Effect of calcium on acetylstrophanthidin induced transient depolarizations in canine Purkinje tissue

The role of calcium ions (Ca²⁺) in the generation of transient depolarizations (TDs) by acetylstrophanthidin was examined. Transmembrane activity was recorded from isolated canine false tendons exposed to acetylstrophanthidin; concentrations from 7.5 x 10^-8 to 2 x 10^-7 g/ml caused TDs coupled to driven action potentials and depressed slow diastolic depolarization. TDs could reach threshold and induce extra systoles. Elevation of the Ca²⁺ concentration increased the amplitude of TDs induced by acetylstrophanthidin. High Ca²⁺ concentration (12.5 mM) caused TDs and depression of slow diastolic depolarization in the absence of acetylstrophanthidin.
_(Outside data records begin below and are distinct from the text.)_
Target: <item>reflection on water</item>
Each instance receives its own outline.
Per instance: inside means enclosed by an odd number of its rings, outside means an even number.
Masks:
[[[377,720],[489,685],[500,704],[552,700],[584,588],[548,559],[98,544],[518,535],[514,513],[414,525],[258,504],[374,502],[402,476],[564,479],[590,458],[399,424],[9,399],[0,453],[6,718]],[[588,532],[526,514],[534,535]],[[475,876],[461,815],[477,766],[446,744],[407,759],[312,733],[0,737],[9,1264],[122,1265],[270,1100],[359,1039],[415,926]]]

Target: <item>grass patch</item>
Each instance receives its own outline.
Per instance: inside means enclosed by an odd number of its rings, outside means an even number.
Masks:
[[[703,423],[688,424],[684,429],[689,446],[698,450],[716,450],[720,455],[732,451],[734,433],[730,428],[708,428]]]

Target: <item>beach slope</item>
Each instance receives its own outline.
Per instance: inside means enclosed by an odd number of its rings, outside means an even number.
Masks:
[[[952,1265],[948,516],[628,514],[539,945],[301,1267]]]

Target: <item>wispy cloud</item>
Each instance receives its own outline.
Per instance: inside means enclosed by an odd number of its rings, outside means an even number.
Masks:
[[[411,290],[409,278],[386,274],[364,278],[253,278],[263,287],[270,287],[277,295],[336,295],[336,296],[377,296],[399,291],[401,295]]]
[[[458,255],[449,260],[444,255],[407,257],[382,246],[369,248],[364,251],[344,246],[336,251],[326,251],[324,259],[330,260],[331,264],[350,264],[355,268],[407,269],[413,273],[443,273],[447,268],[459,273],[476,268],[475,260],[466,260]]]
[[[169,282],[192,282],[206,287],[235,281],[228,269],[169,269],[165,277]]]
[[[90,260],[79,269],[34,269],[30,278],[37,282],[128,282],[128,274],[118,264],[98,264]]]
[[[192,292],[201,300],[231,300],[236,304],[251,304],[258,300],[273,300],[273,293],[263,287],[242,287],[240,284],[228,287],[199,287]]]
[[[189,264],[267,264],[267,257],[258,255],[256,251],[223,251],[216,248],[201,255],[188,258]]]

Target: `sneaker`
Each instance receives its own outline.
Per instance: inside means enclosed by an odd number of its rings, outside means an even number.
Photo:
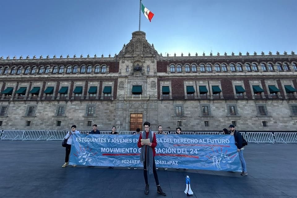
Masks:
[[[248,173],[247,173],[247,172],[245,172],[243,171],[242,171],[242,172],[240,174],[241,175],[243,175],[244,176],[244,175],[247,175]]]
[[[65,163],[63,164],[63,166],[62,166],[62,167],[64,168],[67,166],[68,166],[68,162],[65,162]]]

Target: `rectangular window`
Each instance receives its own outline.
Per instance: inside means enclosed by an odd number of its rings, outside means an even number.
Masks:
[[[178,127],[182,126],[182,121],[177,121],[177,126]]]
[[[204,121],[204,126],[205,126],[205,127],[209,127],[209,125],[208,121]]]
[[[208,106],[202,106],[202,112],[204,116],[208,116],[209,115],[209,112],[208,110]]]
[[[229,113],[230,115],[236,115],[236,109],[235,106],[229,106]]]
[[[64,115],[65,107],[60,106],[58,107],[58,111],[57,112],[57,115],[58,116],[62,116]]]
[[[27,113],[27,116],[33,116],[35,115],[35,106],[29,106],[28,107],[28,111]]]
[[[266,121],[262,121],[262,124],[263,125],[263,126],[264,127],[268,127],[267,125],[267,122]]]
[[[1,110],[0,110],[0,116],[4,116],[6,115],[6,113],[7,111],[7,106],[1,107]]]
[[[175,106],[175,115],[177,116],[183,115],[181,106]]]
[[[87,116],[92,116],[94,115],[94,110],[95,107],[90,106],[88,107],[88,112],[87,113]]]
[[[259,114],[260,115],[267,115],[267,112],[265,106],[263,105],[259,105],[258,106],[258,109],[259,111]]]

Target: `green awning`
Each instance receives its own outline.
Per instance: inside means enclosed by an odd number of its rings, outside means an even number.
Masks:
[[[75,87],[73,91],[74,93],[83,93],[82,87]]]
[[[35,93],[35,94],[38,94],[39,93],[39,90],[40,90],[40,88],[39,87],[34,87],[33,88],[30,92],[30,93]]]
[[[103,93],[111,93],[111,87],[110,86],[104,87],[104,89],[103,90]]]
[[[27,87],[20,87],[18,90],[15,92],[15,93],[18,93],[22,95],[24,95],[26,94],[26,91],[27,90]]]
[[[211,88],[213,89],[213,94],[217,94],[222,92],[222,90],[221,90],[218,86],[212,86]]]
[[[269,92],[270,93],[275,93],[281,91],[274,85],[268,85],[268,88],[269,89]]]
[[[97,87],[90,87],[88,92],[89,93],[97,93]]]
[[[5,90],[1,92],[1,93],[5,94],[8,95],[11,95],[12,94],[12,91],[13,91],[13,87],[7,87],[5,89]]]
[[[199,86],[199,93],[200,94],[205,94],[208,92],[206,86]]]
[[[292,87],[291,85],[285,85],[285,89],[287,93],[297,92],[297,90]]]
[[[187,94],[193,94],[195,93],[195,89],[193,86],[187,86]]]
[[[256,94],[264,92],[264,90],[259,85],[253,85],[253,90],[254,91],[254,93]]]
[[[245,90],[242,88],[241,85],[235,85],[235,91],[236,93],[242,93],[245,92]]]
[[[141,85],[133,85],[132,87],[132,93],[141,94],[142,87]]]
[[[68,92],[68,87],[62,87],[59,90],[59,93],[67,93]]]
[[[169,86],[162,86],[162,93],[163,94],[169,94],[170,93],[169,91]]]
[[[54,93],[54,87],[48,87],[44,90],[44,93]]]

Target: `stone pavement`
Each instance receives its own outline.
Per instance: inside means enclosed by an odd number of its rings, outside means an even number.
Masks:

Elevation of potassium (K⁺) concentration depressed and reduction of K⁺ concentration potentiated TDs caused by either acetylstrophanthidin or high Ca²⁺ concentration. The production of TDs and the depression of slow diastolic depolarization by acetylstrophanthidin were reversed by reduction of the Ca²⁺ concentration or addition of manganese (2 mM) to the superfusing Tyrode's solution. The results suggest that TDs and arrhythmias produced by acetylstrophanthidin may be caused by a transient Ca²⁺ influx.